Plaintiff says this instruction singles out for attack one class of evidence, and that it is not in harmony with the general instruction on the credibility of witnesses. We have approved similar instructions, and find no merit in this contention. See Midland Valley Ry. Co. v. Gibson, 94 Okla. 193, 221 P. 100, and cases there cited.
d. Finally, plaintiff says error was committed in giving instruction No. 12:
“In estimating damages the jury are permitted to exercise in weighing the evidence their individual judgments as to the values upon subjects within their knowledge which they have acquired through, experience and observation.”
Plaintiff says this instruction is objectionable in not requiring the jurors to base their judgment as to the weight of the evidence on their experience and observation in common with mankind generally. We think the jury was not misled by this instruction, though it might have been more artfully drawn.
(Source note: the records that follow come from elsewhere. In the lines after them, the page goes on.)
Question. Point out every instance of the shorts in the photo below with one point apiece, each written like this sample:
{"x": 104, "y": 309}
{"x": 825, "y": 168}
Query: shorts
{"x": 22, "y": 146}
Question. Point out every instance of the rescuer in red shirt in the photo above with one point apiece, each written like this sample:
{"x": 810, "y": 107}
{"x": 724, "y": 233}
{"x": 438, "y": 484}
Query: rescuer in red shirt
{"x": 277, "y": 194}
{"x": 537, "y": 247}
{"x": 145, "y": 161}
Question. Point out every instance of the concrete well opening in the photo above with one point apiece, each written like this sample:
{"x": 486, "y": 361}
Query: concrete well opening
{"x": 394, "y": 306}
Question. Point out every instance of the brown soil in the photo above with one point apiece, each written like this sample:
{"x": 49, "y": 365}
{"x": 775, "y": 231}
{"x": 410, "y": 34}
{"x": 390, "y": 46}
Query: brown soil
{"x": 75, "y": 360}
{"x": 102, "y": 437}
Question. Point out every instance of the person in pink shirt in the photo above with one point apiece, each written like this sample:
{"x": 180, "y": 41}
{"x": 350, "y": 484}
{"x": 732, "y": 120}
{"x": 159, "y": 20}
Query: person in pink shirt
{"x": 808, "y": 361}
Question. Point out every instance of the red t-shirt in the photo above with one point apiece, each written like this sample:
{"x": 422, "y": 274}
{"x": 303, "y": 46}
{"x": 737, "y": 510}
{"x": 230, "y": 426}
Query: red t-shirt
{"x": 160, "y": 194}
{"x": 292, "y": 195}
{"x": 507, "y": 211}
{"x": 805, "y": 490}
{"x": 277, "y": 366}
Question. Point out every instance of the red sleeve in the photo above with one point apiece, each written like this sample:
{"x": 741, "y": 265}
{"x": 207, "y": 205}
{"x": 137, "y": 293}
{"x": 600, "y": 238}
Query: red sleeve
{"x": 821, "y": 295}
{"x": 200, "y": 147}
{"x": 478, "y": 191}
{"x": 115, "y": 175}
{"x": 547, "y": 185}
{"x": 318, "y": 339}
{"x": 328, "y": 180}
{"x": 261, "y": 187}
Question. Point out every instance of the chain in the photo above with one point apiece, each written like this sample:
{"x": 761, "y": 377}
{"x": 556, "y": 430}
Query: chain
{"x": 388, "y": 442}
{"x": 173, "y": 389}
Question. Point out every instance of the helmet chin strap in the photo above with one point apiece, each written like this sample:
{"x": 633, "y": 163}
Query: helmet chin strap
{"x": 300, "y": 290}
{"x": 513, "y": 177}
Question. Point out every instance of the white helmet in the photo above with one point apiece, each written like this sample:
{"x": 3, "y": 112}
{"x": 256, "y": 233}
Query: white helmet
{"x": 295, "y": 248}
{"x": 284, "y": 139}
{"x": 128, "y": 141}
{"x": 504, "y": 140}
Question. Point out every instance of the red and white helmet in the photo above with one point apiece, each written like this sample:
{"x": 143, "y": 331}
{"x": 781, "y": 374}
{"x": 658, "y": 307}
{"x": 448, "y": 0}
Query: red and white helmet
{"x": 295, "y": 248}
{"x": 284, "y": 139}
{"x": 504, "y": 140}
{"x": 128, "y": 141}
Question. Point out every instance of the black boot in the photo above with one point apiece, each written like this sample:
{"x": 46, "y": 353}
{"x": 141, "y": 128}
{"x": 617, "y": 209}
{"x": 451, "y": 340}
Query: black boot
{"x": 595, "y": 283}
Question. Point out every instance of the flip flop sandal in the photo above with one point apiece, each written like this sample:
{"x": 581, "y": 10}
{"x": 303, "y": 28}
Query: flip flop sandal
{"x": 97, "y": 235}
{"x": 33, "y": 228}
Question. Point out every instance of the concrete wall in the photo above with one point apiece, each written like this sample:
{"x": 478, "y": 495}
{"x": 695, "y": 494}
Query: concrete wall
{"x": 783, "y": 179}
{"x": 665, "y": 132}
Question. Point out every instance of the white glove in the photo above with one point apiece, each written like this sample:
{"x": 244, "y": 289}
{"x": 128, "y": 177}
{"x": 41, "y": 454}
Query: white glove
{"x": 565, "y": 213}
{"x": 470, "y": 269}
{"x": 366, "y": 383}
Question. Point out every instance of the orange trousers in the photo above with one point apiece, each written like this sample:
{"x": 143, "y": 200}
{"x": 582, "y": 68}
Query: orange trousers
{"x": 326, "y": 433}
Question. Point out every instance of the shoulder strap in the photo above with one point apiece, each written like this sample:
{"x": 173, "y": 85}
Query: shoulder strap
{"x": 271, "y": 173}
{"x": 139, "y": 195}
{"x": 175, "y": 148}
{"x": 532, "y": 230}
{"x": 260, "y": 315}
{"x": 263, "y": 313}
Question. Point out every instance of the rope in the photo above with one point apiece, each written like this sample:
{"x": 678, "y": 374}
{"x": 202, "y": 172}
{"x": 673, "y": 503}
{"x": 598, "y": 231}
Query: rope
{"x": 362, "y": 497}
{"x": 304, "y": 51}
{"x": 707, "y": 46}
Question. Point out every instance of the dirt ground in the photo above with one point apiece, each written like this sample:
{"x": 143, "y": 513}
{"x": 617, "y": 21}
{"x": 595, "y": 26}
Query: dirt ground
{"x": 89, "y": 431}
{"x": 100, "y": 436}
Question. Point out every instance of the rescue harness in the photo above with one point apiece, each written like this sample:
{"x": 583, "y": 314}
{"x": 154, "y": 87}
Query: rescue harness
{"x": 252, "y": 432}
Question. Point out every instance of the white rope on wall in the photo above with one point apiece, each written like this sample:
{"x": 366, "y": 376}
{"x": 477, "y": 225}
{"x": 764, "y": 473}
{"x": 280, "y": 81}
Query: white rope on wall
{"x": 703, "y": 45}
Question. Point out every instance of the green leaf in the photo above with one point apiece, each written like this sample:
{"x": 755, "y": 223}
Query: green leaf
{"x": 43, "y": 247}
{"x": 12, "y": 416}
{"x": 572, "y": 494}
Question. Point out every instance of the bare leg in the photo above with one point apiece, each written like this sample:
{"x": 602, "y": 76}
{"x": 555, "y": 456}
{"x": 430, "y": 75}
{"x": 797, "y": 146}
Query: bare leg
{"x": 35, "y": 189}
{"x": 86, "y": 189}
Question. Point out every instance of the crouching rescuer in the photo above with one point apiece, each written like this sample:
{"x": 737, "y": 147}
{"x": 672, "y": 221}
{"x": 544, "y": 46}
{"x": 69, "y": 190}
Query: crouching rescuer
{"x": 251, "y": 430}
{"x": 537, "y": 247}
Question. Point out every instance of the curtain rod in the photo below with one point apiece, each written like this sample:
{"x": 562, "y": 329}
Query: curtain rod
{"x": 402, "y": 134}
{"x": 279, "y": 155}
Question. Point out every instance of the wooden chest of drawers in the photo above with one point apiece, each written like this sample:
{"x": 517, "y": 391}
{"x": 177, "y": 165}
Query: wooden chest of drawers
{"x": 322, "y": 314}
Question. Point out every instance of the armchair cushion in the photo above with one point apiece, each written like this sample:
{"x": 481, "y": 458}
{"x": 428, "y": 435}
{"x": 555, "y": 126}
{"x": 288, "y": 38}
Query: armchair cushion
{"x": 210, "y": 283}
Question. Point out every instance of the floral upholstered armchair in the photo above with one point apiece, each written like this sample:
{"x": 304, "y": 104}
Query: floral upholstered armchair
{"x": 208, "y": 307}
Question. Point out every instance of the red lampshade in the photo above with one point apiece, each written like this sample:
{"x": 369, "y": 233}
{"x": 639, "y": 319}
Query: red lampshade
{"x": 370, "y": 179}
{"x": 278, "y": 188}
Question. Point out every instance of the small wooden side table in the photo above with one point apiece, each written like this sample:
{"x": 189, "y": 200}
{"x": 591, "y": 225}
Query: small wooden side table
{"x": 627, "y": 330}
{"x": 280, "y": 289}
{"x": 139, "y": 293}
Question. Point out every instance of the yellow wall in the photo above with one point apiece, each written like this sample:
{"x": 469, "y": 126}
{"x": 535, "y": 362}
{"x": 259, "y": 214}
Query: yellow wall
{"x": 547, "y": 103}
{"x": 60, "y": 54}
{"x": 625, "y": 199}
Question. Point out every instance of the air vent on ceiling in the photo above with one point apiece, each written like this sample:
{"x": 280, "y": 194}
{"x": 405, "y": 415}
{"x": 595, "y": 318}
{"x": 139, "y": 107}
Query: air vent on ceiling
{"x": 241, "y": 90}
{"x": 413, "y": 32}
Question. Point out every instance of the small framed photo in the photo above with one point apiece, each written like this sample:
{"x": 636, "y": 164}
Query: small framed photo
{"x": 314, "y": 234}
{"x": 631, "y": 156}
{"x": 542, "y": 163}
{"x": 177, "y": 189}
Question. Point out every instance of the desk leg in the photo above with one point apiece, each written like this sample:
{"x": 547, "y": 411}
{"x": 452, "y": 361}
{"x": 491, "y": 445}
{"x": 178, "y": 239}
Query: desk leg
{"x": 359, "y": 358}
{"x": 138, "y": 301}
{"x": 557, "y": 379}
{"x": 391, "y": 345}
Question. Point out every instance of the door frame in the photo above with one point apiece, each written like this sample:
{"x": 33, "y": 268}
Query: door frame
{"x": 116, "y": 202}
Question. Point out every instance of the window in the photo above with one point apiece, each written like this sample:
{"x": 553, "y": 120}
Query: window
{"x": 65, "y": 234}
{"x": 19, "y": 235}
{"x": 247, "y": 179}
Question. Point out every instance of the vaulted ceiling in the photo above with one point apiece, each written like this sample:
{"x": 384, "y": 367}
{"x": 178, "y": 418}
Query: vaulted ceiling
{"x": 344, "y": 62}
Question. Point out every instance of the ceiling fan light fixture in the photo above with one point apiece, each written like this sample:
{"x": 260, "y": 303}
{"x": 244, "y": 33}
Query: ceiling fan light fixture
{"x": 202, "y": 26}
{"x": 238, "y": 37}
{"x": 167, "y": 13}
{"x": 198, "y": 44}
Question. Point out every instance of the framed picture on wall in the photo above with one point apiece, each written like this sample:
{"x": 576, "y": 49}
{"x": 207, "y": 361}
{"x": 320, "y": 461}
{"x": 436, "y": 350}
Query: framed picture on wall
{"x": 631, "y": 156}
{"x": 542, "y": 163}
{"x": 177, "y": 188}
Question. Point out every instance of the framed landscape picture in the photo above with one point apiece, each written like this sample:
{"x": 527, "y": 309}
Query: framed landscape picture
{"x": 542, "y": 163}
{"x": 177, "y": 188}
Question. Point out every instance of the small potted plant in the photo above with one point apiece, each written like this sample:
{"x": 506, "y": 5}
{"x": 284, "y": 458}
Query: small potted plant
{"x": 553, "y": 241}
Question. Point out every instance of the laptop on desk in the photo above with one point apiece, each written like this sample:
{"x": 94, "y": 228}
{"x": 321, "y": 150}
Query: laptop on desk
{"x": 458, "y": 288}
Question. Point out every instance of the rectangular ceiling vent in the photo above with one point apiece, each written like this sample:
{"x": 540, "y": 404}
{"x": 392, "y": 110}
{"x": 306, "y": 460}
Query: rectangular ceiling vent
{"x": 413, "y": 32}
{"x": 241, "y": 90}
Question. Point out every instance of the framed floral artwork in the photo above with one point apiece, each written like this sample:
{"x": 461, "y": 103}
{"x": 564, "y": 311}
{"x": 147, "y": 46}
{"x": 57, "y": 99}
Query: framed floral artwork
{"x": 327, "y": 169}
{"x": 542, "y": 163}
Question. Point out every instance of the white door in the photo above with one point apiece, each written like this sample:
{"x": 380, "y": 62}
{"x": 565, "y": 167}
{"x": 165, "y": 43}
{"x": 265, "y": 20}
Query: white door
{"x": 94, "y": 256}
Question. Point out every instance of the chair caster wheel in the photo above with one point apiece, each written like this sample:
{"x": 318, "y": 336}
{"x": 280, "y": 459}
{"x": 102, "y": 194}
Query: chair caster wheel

We have noticed all the contentions of the plaintiff. Plaintiff cites on authorities in support of several of them. We think the plaintiff had a fair trial, and the jury was fairly instructed, and the verdict as to the damages cannot be said to be excessive.
Affirmed.
DAVISON, V.C.J., and RILEY, BAY-LESS, CORN, ARNOLD, and LUT-TRELL, JJ., concur. WELCH and GIBSON, JJ., dissent.